Colour Mapping is relatively new to me.  The form in which I now use it was introduced to me a little one a year ago through an online course by the artist Tansy Hargan, an artist that was suggested to me by my dear friend and artist, Jill Richards.  The name of the first course I took with Tansy is called Finding Your Colour Voice.

Many artists, especially my students, found it odd that I would take a course about finding my colour voice since I have now been teaching Colour both in the United States, in Wales and online for over a decade.  For me, it was a logical step after having struggled with colour for many decades, finally teaching myself about colour from the science of light and spectrum, and then exploring colour schemes through a daily practice of playing my Colour Scheme Game.  I know a great deal about colour, colour mixing, colour schemes, colour values, colour saturations and even the chemical mysteries of colour pigments from plants.  AND … there is ALWAYS more to learn.  What I didn’t know, and didn’t realize that I didn’t know, was that I had no idea what my unique Colour Voice looked like, sounded like, felt like.  I knew how I responded to other artist’s colour voices … but I didn’t recognize my own colour voice in my own paintings.  Colour Mapping has helped me to find my colour voice and to discover the amazing range of my unique voice.  I now understand why I have saved some pretty horrible paintings from decades ago in spite of having thrown many decent paintings in the dumpster during my annual studio clean-up.  Some of those miserable old paintings showed me a glimpse of my colour voice even though I couldn’t see it or hear it at the time.

The Method:

1. Observe something.

2. Observe the colours 

3. Observe the colours very, very carefully.

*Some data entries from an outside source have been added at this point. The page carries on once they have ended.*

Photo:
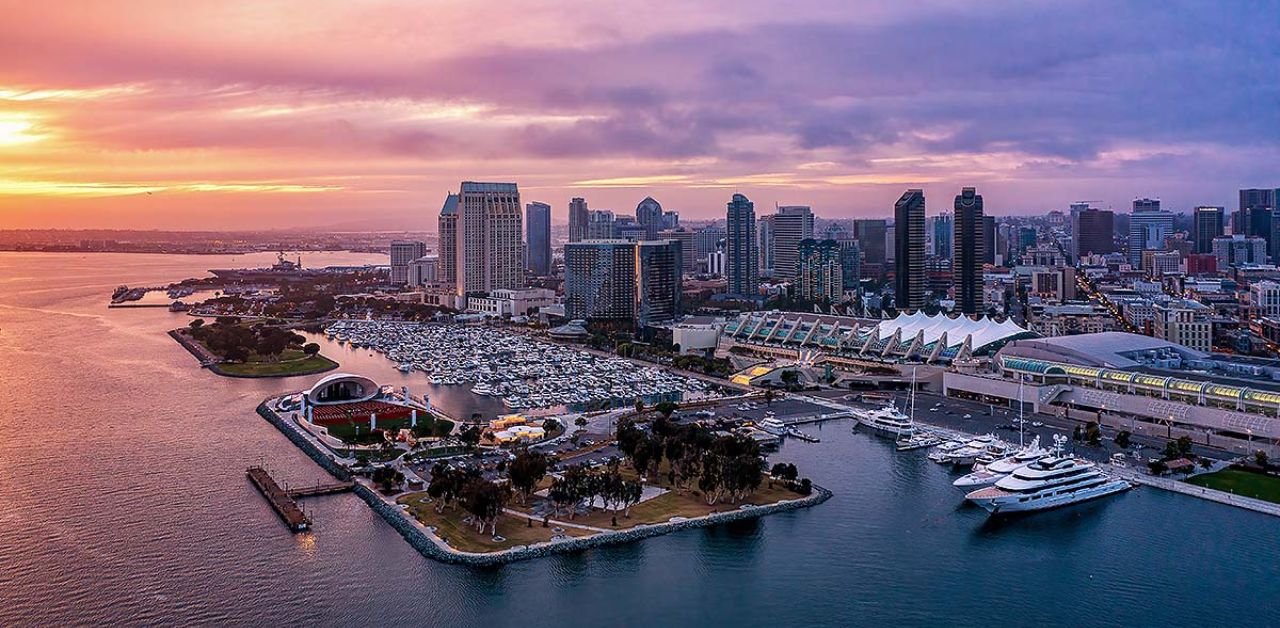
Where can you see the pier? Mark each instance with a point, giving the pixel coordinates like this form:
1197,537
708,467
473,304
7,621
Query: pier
284,502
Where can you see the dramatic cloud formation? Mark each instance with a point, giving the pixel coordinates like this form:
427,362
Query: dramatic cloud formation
151,113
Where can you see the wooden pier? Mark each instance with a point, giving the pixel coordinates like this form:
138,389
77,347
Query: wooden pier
280,500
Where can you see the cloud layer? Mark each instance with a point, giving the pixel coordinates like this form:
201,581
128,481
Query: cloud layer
270,114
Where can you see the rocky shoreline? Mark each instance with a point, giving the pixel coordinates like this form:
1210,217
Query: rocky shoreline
430,546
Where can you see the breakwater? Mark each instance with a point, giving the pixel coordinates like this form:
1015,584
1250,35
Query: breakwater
426,544
309,448
430,546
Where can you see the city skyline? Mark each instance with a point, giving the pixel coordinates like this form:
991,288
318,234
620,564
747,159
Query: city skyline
379,109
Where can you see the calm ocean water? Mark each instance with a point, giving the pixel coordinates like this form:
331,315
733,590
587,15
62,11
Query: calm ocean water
123,500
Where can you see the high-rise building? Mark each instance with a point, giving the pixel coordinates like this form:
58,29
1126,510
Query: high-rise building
577,219
688,250
819,278
1239,250
740,248
599,225
707,241
448,234
909,250
600,280
538,237
402,253
869,234
1148,227
649,215
671,219
970,244
791,224
659,267
1265,296
850,264
1092,232
1206,225
489,238
941,233
764,239
625,228
424,270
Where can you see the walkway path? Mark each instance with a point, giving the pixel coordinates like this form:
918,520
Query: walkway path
1198,491
553,522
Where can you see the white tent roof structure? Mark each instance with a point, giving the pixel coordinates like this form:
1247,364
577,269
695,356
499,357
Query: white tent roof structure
983,330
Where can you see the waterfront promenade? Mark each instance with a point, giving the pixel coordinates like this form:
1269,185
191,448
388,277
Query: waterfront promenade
1132,475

4. Observe one colour, isolated from all others.

5. Ask yourself questions:

What is the hue? (Yellow, Yellow Green, Green Yellow, Green, Green Blue, Blue Green, Blue, Blue Violet, Violet Blue, Violet Red, Red Violet, Red, Red Orange, Orange Red, Orange, Orange Yellow, Yellow Orange)

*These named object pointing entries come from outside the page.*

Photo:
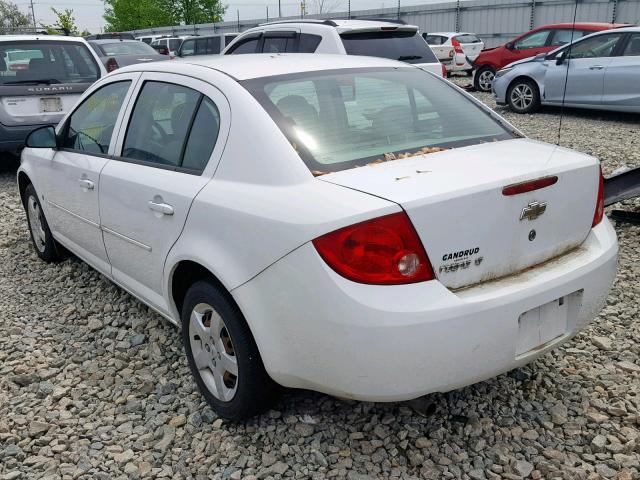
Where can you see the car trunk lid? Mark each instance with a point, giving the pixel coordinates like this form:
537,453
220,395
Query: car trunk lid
33,104
471,231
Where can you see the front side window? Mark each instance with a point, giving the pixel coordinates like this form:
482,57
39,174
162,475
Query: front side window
596,47
406,46
47,62
90,127
343,119
633,46
533,40
159,123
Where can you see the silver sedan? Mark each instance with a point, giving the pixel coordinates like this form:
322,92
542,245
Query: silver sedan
599,71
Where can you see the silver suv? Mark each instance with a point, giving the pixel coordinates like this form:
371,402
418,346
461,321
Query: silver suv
41,78
374,38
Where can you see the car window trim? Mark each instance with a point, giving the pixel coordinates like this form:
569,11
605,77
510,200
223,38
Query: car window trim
176,168
65,128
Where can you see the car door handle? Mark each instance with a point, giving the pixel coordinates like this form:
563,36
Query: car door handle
163,208
84,183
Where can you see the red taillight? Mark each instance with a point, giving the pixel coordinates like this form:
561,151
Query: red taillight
599,213
529,186
112,65
383,251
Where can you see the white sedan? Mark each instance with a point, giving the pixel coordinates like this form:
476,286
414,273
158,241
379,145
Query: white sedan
350,225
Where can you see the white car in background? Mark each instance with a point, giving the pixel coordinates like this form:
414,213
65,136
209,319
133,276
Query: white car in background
41,78
350,225
386,39
455,50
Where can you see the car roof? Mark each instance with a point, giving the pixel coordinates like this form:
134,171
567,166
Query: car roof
256,65
103,41
17,38
449,34
585,25
343,25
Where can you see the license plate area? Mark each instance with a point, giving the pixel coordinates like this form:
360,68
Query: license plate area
542,326
50,104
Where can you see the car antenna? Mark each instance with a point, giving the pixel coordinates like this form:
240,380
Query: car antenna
566,76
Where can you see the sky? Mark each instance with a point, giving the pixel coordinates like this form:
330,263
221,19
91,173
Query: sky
88,13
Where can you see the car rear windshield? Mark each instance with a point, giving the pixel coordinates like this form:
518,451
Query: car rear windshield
46,61
467,38
341,119
400,45
127,48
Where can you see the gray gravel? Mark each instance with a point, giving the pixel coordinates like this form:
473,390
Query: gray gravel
95,385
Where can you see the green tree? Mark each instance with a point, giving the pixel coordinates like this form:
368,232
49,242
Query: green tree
11,17
124,15
65,22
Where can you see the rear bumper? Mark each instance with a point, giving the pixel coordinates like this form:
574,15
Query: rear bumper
319,331
13,137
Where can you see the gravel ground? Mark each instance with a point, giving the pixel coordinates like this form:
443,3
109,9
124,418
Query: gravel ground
95,385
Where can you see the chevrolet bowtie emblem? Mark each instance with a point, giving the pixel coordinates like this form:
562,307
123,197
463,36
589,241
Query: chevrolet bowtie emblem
533,210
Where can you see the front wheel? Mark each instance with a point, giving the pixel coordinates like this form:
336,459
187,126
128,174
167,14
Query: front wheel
484,79
523,96
46,247
223,355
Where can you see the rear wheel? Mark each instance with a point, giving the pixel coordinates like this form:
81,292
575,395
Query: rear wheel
223,355
523,96
484,78
46,247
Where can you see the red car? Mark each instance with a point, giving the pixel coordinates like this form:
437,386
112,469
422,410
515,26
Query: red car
539,40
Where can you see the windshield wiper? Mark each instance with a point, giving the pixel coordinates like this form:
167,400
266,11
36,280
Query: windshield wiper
43,81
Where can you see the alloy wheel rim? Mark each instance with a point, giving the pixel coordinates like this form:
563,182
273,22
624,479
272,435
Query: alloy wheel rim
486,79
213,352
35,224
522,96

6. Is it a warm version of the hue you have identified or is it a cool version of the hue you have identified? (Warm yellow or cool yellow?)

7. Do you consider it a warm hue or a cool hue? (Where does it lie on a colour wheel?  Is it a variation of red, oranges or yellows? Or is it a variation of greens, blues and violets?

8. Is it a saturated colour? A saturated colour is made up of only one or two primary colours.  A  less saturated colour includes a bit of the third primary colour, therefore neutralizing it to a greater or lesser extent.

9. Using whatever palette of pigments you have chosen to work with, do your best to mix a colour without matches the colour you have carefully observed.  Test your mix on a piece of scrap paper.  When you are satisfied with having matched the observed colour, paint a line of that cooer mix on your colour map.  

10. Observe where on the object the colour begins to change and how do the characteristics change?

11. What is the new colour that you are observing?  Repeat steps 3 through 9 with each new colour you observe.

12. When your observations are as complete as you desire, label your colour map and, if possible, take a photo of your colour map with the object or scene you have observed.

 

Take your time and enjoy the process.  This is time well invested in your journey toward mastering colour and developing your unique colour voice.